GC: What affect could this have on client clearing?

BS: On the positive side you’ve got constant innovation, with new workflows and products being developed, and the evolution in the market has led, for example, to new compression services to try to help optimize in this space. On the risk side, there is a lot of discussion on the recovery and resolution plans of CCPs which potentially expose Clearing Brokers to tail risks.

Then, if you layer on the capital issues which don’t fully align with the underlying risks, ultimately you see clearing becoming more complex. The effect of this is either to push costs up or capacity down. Given the amount of capital that needs to be tied up within your clearing operations, it could mean that brokers may have to look more closely at the clients they want to support.
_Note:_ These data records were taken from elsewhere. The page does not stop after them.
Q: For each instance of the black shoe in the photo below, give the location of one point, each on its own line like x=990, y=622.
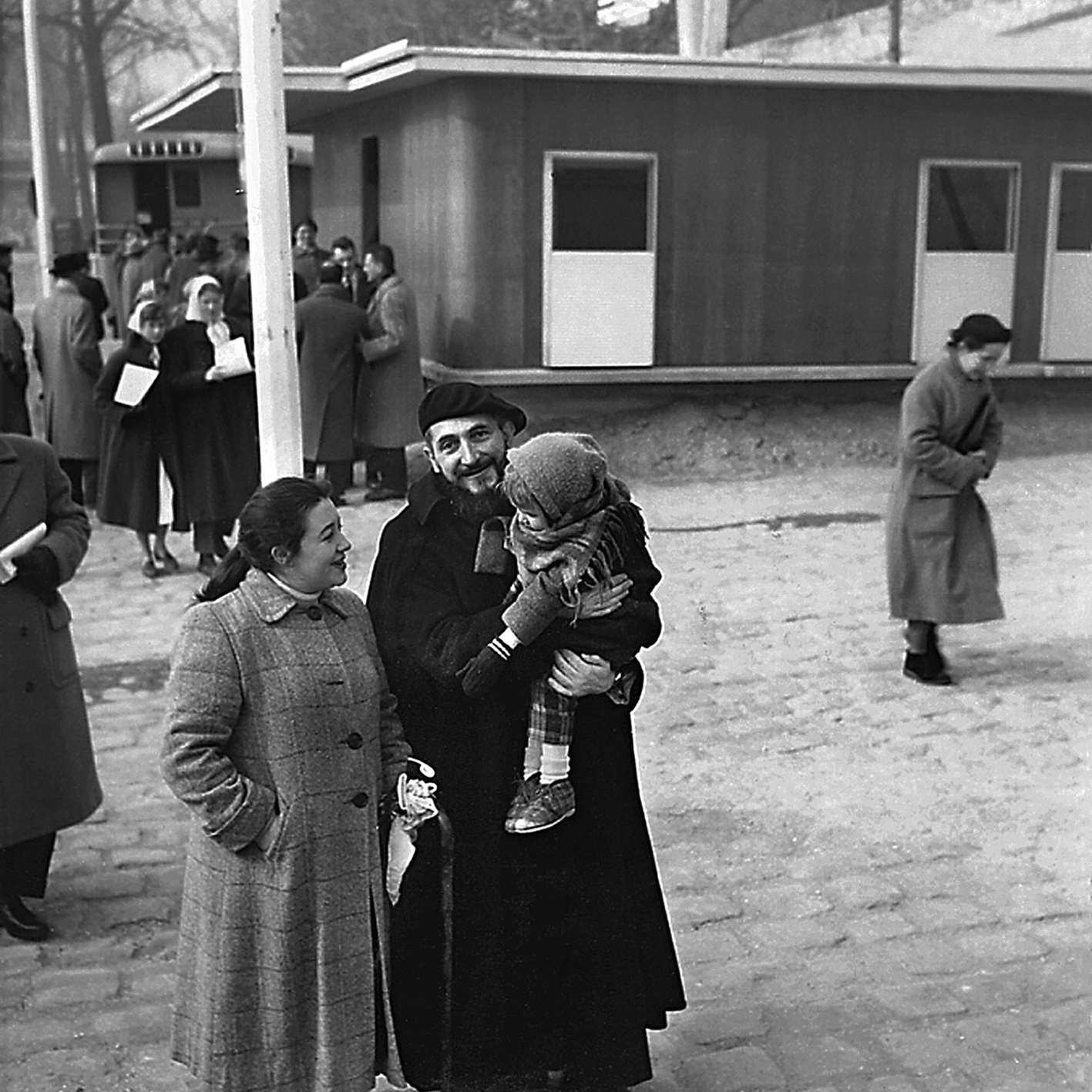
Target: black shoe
x=922, y=667
x=20, y=922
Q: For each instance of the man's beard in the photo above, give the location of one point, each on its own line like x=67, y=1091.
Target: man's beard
x=474, y=507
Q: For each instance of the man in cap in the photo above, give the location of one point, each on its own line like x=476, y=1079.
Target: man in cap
x=563, y=953
x=942, y=559
x=7, y=279
x=66, y=351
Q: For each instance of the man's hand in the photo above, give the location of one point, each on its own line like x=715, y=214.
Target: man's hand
x=580, y=675
x=605, y=599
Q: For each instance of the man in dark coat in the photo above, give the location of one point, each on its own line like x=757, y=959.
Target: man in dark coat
x=66, y=351
x=942, y=559
x=390, y=384
x=328, y=328
x=47, y=767
x=13, y=377
x=563, y=951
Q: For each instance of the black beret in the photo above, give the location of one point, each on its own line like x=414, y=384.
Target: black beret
x=982, y=330
x=449, y=401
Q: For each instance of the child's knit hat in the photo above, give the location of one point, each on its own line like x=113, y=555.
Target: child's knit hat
x=562, y=470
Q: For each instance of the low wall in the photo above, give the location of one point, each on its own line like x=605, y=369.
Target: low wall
x=754, y=431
GC: With the number of futures clearing merchants leaving the clearing space increasing, what concerns are there for competition in OTC clearing?

BS: A general rule is that too much concentration is not desirable within a clearing house infrastructure. If you look at the CFTC reports on registered FCMs, there are only 12 FCMs that offer OTC derivatives client clearing. Of that dozen, there is a total of $53 billion client collateral required, 50% of which is held by the top three FCMs, and 75% with the top six. So ultimately this could become a worry if more firms are unable to make that business viable and volumes continue to be increasingly concentrated.

There needs to be enough diversification to avoid systemic risk, obviously a clearing house with only one clearing member makes no sense, but how many is “enough” is a hard question. With clearing mandates in place in the U.S. and coming in the EU, whether there will be sufficient Clearing Broker capacity to support all market participants is not obvious.